The old-fashioned love I thought is a thing where someone confess their love to the one they love shyly with an old-fashioned way, like wrote a letter, recited a poem in front of their lover, took them to a fancy dinner, et cetera.

The thing I want to talk about today is modern love.

Love is different if we asked our parents. They might say, “Oh, me and your mum met at the local library, where she used to read the same book every single day, blah blah—”

Nowadays, love is different.

Love these day involving dates, prom night, dating apps, FaceTime and Skyping, long-distance relationship, texting each other until they fall asleep with their phones. But, love is love after all.

It’s one of those things where someone can say “I love you” by just being like “text me when you get home safe.” Anything like that, “are you okay” when you’re having a stressful day, or buying someone a coffee in the morning when you know they’re going to want one. Or when someone pick you up from your workplace and take you out on a date.

These days, love is about sitting in silence and enjoying every second of it simply because your partner is sharing it with you. Love is about reading another person’s mind and finishing his or her sentences—because you know that person that well.

People now want to highlight how lame their relationship is and how lame they are when they’re together but how adorable it is at the same time.

People these day hate cheesiness, and I’m not really a huge fan of classic romance necessarily, so the idea of making new cliches was trying to desperately to avoid candlelit dinners and kind of make their own little things that are special to them.

Modern love is about putting another person before yourself, because when that person is happy, you’re happy.
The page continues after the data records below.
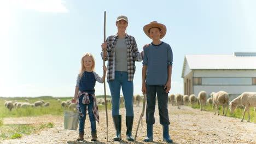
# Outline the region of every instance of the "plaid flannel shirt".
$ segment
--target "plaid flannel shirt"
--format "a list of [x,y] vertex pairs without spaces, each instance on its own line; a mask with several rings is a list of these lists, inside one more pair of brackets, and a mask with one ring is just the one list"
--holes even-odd
[[[114,80],[115,79],[115,47],[118,39],[118,34],[108,37],[107,38],[107,57],[103,61],[108,61],[108,71],[107,77],[108,81]],[[132,81],[135,73],[135,61],[141,62],[143,58],[141,53],[138,51],[135,38],[126,34],[125,42],[127,45],[127,70],[128,74],[128,81]],[[101,52],[101,57],[103,58],[103,51]]]

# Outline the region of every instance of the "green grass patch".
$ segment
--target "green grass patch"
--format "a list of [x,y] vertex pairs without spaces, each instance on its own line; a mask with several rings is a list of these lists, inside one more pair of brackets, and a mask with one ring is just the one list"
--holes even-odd
[[53,128],[51,123],[42,124],[39,126],[30,124],[10,124],[3,125],[0,127],[0,141],[7,139],[19,139],[22,135],[29,135],[34,133],[44,128]]
[[[189,105],[189,106],[191,107],[191,105]],[[212,112],[214,112],[215,111],[215,108],[214,109],[212,109],[212,106],[210,105],[207,105],[205,106],[205,110],[207,111],[210,111]],[[195,105],[195,107],[193,107],[194,109],[200,109],[200,105]],[[223,114],[223,106],[219,106],[219,114],[221,115],[224,115]],[[250,122],[253,122],[253,123],[256,123],[256,115],[255,115],[255,112],[254,112],[254,107],[250,107]],[[216,115],[218,115],[218,112],[217,112]],[[235,118],[238,118],[240,119],[242,118],[242,117],[243,116],[243,109],[236,109],[233,113],[230,113],[230,110],[229,109],[228,110],[228,113],[226,113],[226,116],[228,117],[235,117]],[[243,119],[243,121],[245,122],[247,121],[248,119],[248,113],[246,112],[245,115],[245,118]]]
Love is about staying in on the weekend, ordering Chinese food, and putting on a new documentary because you wouldn’t want to be with anyone else.
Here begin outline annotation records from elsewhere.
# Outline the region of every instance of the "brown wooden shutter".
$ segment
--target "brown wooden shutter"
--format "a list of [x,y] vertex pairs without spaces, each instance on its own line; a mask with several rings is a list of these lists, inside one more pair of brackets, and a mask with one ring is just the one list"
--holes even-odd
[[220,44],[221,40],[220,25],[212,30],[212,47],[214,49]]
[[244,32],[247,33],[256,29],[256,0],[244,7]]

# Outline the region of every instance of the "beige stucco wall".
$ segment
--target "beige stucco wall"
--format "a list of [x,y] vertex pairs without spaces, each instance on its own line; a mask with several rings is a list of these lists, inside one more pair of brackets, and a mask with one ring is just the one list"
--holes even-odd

These days, love knows no gender, race, shape, or size. Love is love.

Love can be communicated in just a look or a gesture or whatever, and I often feel like those are the kind of things that hit home a lot harder than someone looking at your and being like “I love you.” Love is not something that you express when you say “I love you” necessarily, it’s something that you express in a million little gestures throughout every single day.

As Troye said in his song for his boyfriend (the one and only, Connor Franta *cough*), “You don’t have to say I love you to say I love you.

That’s what modern love is to me. It’s  simpler than the old-fashioned one, but it’s more complicated when you’re in love.